2-Group Symmetries in Class S

1) Very clear discussion of generalities of 2-group symmetries

2) A nice algorithm to determine 2-group structure of class ${\cal S }$ theories

No weaknesses I could find.

In this paper the author studies the 2-group structures in class ${\cal S}$ theories. The discussion does not rely on a Lagrangian description of such theories, which almost always is absent, but rather on geometric understanding of various line operators. The author starts in section 2 discussing and developing a general language and set of tools to understand 2-group structures from properties of line operators of a given theory. In section 3 the methods are applied to gauge theories while in section 4 the machinery developed in previous sections is applied to class S theories. Finally, in section 5 an author discusses an example of a class S theory with a non trivial 2-group which can be also analyzed using a Lagrangian.

This paper is very well written. It is on a very topical subject of understanding higher group and higher form symmetries of general SCFTs. In particular it makes interesting use of geometric constructions of such theories. I think the result of this paper will be interesting to many researchers working in the field. I thus recommend it for publication in SciPost.

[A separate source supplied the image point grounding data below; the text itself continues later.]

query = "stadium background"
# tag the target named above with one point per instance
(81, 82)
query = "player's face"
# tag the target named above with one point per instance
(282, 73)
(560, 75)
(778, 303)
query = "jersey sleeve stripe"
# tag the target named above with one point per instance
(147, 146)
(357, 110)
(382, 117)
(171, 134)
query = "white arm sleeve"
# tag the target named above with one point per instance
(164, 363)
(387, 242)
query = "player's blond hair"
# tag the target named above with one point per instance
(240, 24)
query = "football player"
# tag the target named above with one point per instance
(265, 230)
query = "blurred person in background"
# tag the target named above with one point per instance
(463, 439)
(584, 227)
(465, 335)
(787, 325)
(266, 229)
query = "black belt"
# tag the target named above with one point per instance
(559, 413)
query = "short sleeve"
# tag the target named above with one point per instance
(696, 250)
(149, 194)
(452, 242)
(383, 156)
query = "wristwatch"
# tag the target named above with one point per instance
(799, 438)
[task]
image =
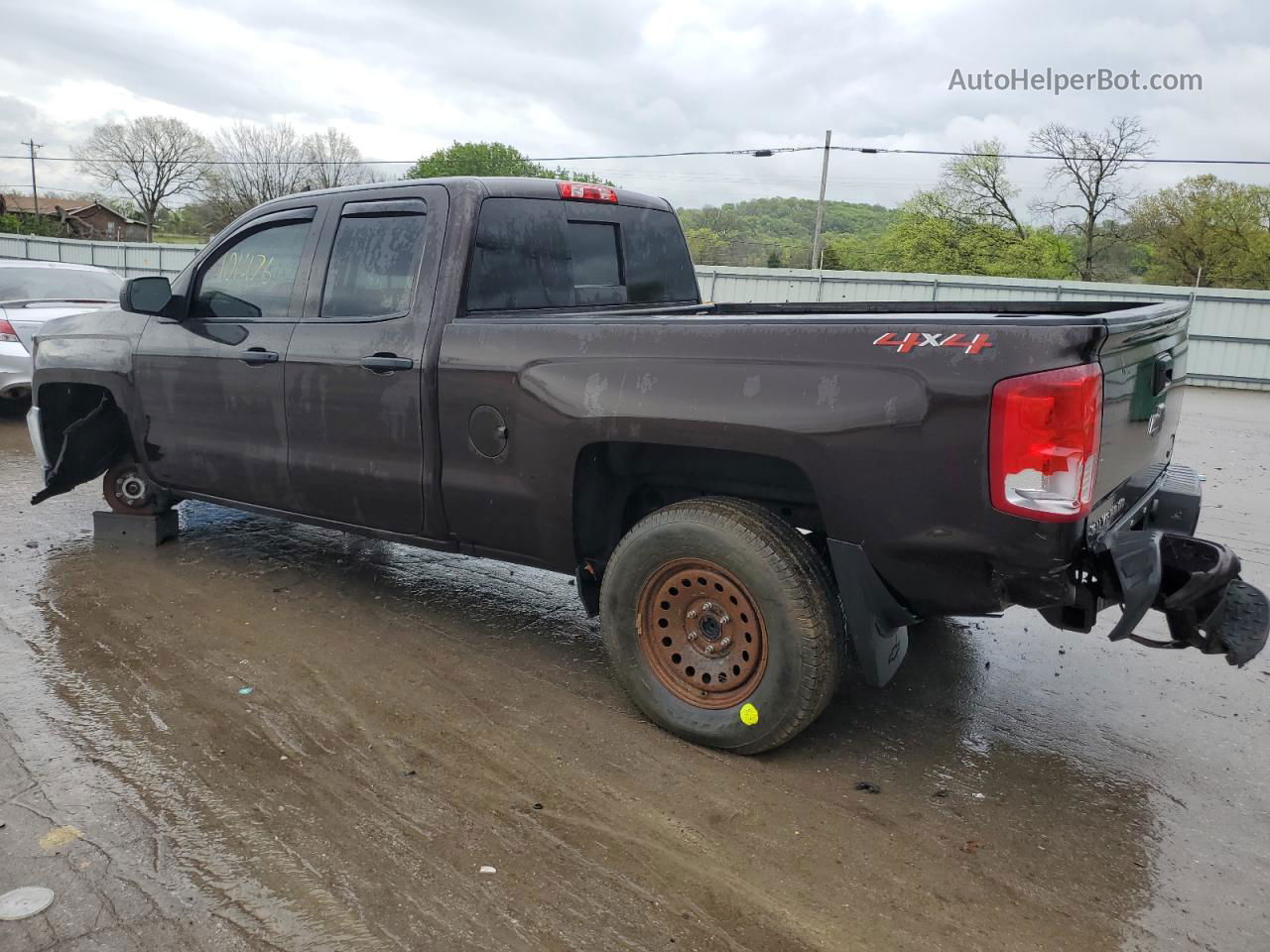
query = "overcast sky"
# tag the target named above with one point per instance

In this paper the author describes a method for identifying 2-group symmetries of 4d $\mathcal{N}=2$ theories of Class S. The method involves starting with a punctured Riemann surface (twists are allowed, but all punctures are required to be regular) and wrapping surface defects of the 6d $(2,0)$ theory on 1- and 2-cycles/chains, giving rise to line defects and local operators respectively in the 4d theory. The local operators can serve as junctions for the line defects, with any two line defects related by such a junction having the same 1-form symmetry charge. In other words, the 1-form symmetry group is given by the Pontryagin dual of the Abelian group whose elements are equivalence class of lines $\{L_i\}/\sim$, with $L_1 \sim L_2$ if there exists a local junction operator connecting $L_1$ and $L_2$.

The key observation is that if the local junction operators are charged under a 0-form flavor symmetry, the 0- and 1-form symmetries can have non-trivial interplay, giving rise to a 2-group. The goal then becomes to identify the flavor charges of the local operators. This is again possible from examination of the Riemann surface—schematically, when the 2-chains giving the local junction operator pass over a puncture, the corresponding 4d local operator will be charged under the flavor symmetry associated with that puncture.

Altogether, this paper is insightful and very clearly written. In addition, the rather technical discussion in Section 4 is complimented with a beautifully explicit example in Section 5. For these reasons, I recommend this paper for publication in SciPost.

One very minor correction: above (2.19), I believe "2-form symmetry” should be “2-group symmetry”. Also, I think that the equality in (2.19) should actually be $\neq$?